Stacks and Queues
Stack (LIFO: push/pop) and queue (FIFO: push/shift). Arrays are great stacks but poor queues because shift is O(n); use a linked-list queue when throughput matters.
A stack is a last-in-first-out (LIFO) collection: the last item you push in is the first one you get back, like a pile of plates. A queue is first-in-first-out (FIFO): items leave in the order they arrived, like a line at a coffee shop. Both are abstract interfaces, not specific data structures - JavaScript arrays can implement either.
A stack on top of an array uses push to add to the top and pop to remove from the top. Both are O(1): they touch only the last element, so the array never has to shift anything around. A classic use case is an undo history: each action goes on the stack; pressing undo pops the most recent one off.
const undoStack = [];
function doAction(action) {
undoStack.push(action);
console.log("Did:", action);
}
function undo() {
const last = undoStack.pop();
if (last) {
console.log("Undid:", last);
} else {
console.log("Nothing to undo");
}
}
doAction("type 'hello'"); // Did: type 'hello'
doAction("bold selection"); // Did: bold selection
undo(); // Undid: bold selection
undo(); // Undid: type 'hello'
undo(); // Nothing to undoA queue on top of an array uses push to add to the back and shift to remove from the front. The shift operation is O(n) because the browser has to move every remaining element one index earlier.

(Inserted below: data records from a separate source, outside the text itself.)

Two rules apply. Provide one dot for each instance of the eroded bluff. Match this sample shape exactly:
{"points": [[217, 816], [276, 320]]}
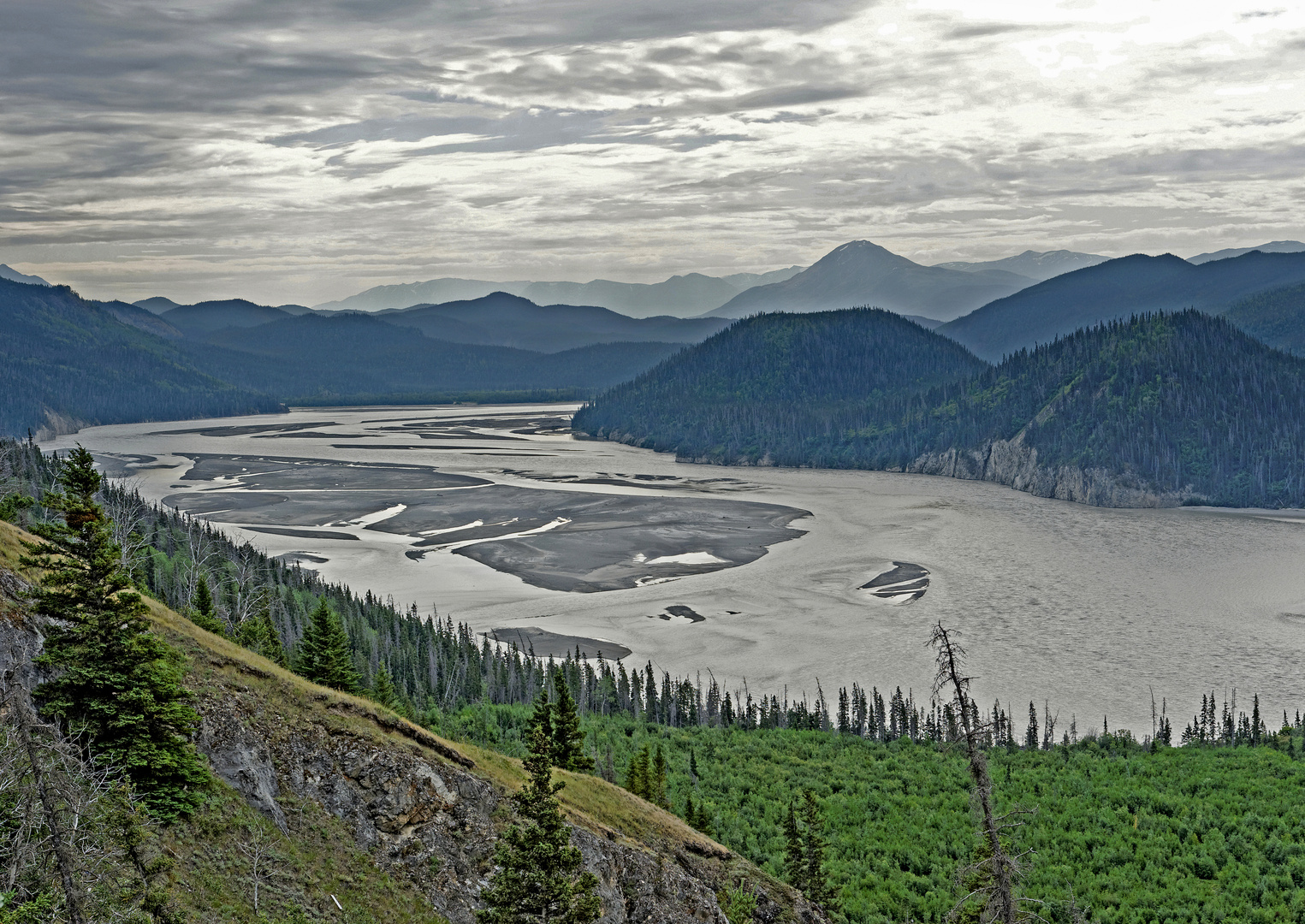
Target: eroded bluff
{"points": [[420, 809]]}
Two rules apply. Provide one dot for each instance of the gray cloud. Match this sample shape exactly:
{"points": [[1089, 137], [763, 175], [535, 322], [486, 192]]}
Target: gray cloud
{"points": [[300, 151]]}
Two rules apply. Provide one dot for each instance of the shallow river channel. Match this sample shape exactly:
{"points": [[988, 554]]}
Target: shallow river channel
{"points": [[501, 518]]}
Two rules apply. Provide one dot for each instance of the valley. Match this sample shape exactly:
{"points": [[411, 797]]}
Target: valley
{"points": [[1093, 606]]}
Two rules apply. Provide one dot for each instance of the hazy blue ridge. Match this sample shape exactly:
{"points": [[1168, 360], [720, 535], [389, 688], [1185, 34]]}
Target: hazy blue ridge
{"points": [[1175, 402], [66, 357], [1277, 317]]}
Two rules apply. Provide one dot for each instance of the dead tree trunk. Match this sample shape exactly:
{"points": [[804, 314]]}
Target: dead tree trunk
{"points": [[24, 720]]}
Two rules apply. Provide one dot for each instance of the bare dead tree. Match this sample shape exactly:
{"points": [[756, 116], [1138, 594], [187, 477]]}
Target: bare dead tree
{"points": [[250, 594], [992, 879], [55, 811], [265, 861], [122, 501]]}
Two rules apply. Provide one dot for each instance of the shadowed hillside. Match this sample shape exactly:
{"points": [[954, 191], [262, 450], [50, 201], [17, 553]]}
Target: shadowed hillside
{"points": [[1154, 410]]}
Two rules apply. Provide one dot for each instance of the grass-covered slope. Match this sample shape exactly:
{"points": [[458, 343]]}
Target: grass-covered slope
{"points": [[64, 357], [318, 855], [1277, 317], [780, 385], [1168, 401]]}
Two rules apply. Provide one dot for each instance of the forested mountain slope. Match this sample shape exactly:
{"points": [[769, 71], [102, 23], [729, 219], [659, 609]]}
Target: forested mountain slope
{"points": [[362, 354], [66, 358], [1277, 317], [772, 385], [863, 273], [1115, 290], [1155, 410]]}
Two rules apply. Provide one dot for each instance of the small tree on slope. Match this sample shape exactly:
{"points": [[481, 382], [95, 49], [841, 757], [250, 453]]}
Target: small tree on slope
{"points": [[568, 744], [323, 655], [116, 685], [538, 879]]}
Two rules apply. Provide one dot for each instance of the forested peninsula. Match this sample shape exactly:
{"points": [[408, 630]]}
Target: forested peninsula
{"points": [[1155, 410]]}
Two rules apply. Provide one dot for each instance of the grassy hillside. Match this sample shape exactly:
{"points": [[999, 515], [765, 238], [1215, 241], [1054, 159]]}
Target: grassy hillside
{"points": [[62, 355], [318, 856], [1167, 401], [1277, 317]]}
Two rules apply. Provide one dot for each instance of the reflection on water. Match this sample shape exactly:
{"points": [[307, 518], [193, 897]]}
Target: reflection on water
{"points": [[1088, 607]]}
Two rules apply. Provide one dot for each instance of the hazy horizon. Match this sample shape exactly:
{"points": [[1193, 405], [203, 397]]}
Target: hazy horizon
{"points": [[303, 153]]}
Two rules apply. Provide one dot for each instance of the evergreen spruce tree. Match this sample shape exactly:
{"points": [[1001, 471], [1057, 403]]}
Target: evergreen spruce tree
{"points": [[383, 688], [323, 655], [204, 613], [542, 720], [795, 861], [115, 684], [813, 854], [656, 780], [538, 879], [568, 740], [638, 774]]}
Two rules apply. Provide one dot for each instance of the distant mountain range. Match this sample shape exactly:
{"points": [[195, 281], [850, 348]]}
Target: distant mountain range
{"points": [[680, 295], [492, 320], [1118, 288], [67, 362], [1154, 410], [15, 275], [1033, 264], [860, 273]]}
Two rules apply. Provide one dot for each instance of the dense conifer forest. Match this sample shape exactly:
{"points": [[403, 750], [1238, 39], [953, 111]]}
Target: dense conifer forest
{"points": [[1121, 825], [1277, 317], [1171, 401]]}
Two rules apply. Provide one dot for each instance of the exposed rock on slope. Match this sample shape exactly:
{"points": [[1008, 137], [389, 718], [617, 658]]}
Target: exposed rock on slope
{"points": [[420, 808]]}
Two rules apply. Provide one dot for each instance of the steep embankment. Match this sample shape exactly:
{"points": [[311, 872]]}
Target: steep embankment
{"points": [[394, 822], [1150, 412]]}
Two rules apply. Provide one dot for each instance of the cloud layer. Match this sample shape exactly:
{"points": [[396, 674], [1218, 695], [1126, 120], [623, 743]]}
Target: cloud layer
{"points": [[296, 151]]}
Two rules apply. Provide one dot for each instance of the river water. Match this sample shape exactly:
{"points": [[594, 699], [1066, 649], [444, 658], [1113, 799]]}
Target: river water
{"points": [[1093, 610]]}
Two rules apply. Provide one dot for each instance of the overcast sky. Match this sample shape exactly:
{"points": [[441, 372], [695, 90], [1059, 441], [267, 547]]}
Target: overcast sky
{"points": [[300, 151]]}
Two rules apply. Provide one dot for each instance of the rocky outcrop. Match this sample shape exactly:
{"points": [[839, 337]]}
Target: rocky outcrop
{"points": [[415, 804], [435, 820], [1013, 464]]}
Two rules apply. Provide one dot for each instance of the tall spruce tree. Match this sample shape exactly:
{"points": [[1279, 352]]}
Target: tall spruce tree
{"points": [[538, 879], [323, 654], [817, 888], [115, 685], [795, 861], [568, 740]]}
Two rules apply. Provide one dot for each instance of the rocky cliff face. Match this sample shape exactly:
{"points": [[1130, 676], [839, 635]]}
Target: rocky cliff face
{"points": [[415, 804], [1016, 465]]}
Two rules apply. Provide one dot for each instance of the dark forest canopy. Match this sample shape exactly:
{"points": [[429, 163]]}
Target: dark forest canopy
{"points": [[1171, 401]]}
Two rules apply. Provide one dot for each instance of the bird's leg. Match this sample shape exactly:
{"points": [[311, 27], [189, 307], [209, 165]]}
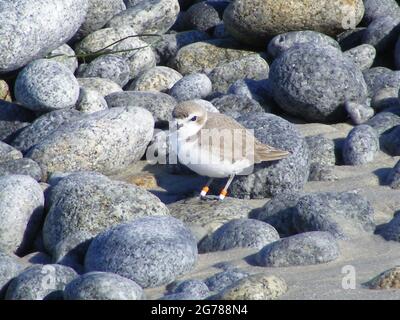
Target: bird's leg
{"points": [[224, 191], [206, 188]]}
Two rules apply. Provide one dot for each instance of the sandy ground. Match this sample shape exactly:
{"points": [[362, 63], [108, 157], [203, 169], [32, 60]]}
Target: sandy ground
{"points": [[368, 255]]}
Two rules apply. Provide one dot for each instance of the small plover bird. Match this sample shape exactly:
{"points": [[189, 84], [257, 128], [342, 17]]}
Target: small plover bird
{"points": [[215, 145]]}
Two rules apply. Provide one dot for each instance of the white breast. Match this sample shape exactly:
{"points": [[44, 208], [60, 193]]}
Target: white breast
{"points": [[205, 163]]}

For small queues that's fine; for a hot queue (many items, high throughput) the cost adds up.
const printQueue = [];
function enqueue(job) {
printQueue.push(job);
}
function dequeue() {
return printQueue.shift(); // O(n) - the whole array slides left
}
enqueue("page-1.pdf");
enqueue("page-2.pdf");
enqueue("page-3.pdf");
console.log(dequeue()); // "page-1.pdf"
console.log(dequeue()); // "page-2.pdf"
console.log(dequeue()); // "page-3.pdf"
// Checking length and front without removing
const taskQueue = ["alpha", "beta", "gamma"];
console.log(taskQueue.length); // 3
console.log(taskQueue[0]); // "alpha" (peek at front without shift)In production
Arrays make great stacks (push and pop are O(1)) but lousy queues: shift has to slide every element one position forward, so it's O(n). The regression is easy to miss in a benchmark that uses 100 items - it only shows up around 100,000. For a hot queue, reach for a linked-list-backed queue or a circular buffer where both enqueue and dequeue are O(1). Most job-queue and event-loop implementations inside Node.js internals use a circular buffer exactly for this reason.